After just thinking he was behaving strangely due to being super under pressure, I’m now wondering if this is manipulation. I lived with two narcissists in the past so I can’t trust my own judgement. Just think it’s odd he hasn’t messaged me again at all today. Ffs. Am I over analysing? May also not contact me again of course!!

Oh this sounds like such an unnecessary headf*ck and I'm so sad it's happening to you!
What can't people just communicate honestly and respectfully. It's soemthing happens or feelings change, why can't they just talk! It's SO unfair.
I imagine this has caused you a lot of stress, and I don't blame you if it has!
Have you brought up the change in comms at all? I think I'd be tempted to pull him up in this weird behaviour... understand if that's not your style though!
Sending you lots of love, hang in there!

blacksocks33 · 12/06/2024 20:38

I've started chatting to someone in tinder, but this is a bit of new territory for me as he's a single dad!
I've chose previously to not swipe on dads because of my own trauma with my ex (children's dad), but I thought I'd give it a go as I'd probably have a lot more in common with them maybe 🤷🏼‍♀️
Still feel unsure though.. and he lives about an hour away so I very much doubt it will go anywhere!
Do you guys just outright ask how much he they see their kids or is it abit forward at this stage?

Starseeking · 12/06/2024 21:03

blacksocks33 · 12/06/2024 20:38

I've started chatting to someone in tinder, but this is a bit of new territory for me as he's a single dad!
I've chose previously to not swipe on dads because of my own trauma with my ex (children's dad), but I thought I'd give it a go as I'd probably have a lot more in common with them maybe 🤷🏼‍♀️
Still feel unsure though.. and he lives about an hour away so I very much doubt it will go anywhere!
Do you guys just outright ask how much he they see their kids or is it abit forward at this stage?

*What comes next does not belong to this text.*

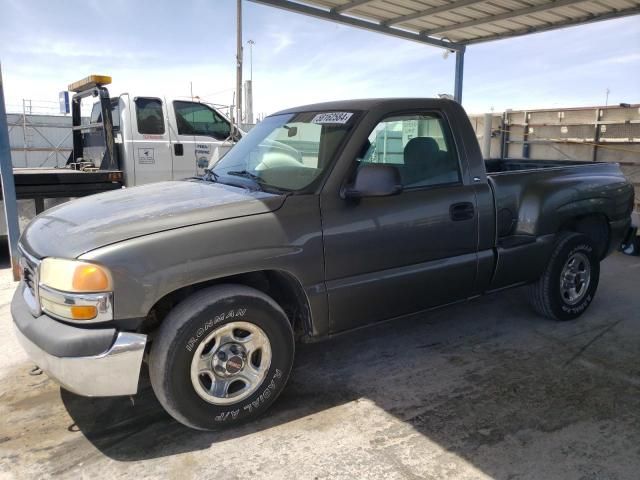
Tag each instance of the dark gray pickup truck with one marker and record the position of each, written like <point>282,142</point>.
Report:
<point>385,208</point>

I'm specifically looking for a man with DC so he understands my commitments to mine. I always ask about SC arrangements in the initial messaging. I wouldn't go on a date with someone who was a Dad without clarifying.

I generally start with something along the lines of "How many children do you have, and how old are they? Once I've received the answer to that, I will usually say something like "What are the contact arrangements for your children?"

The answers to that sort of open-ended question will tell you A LOT about the man you are speaking to.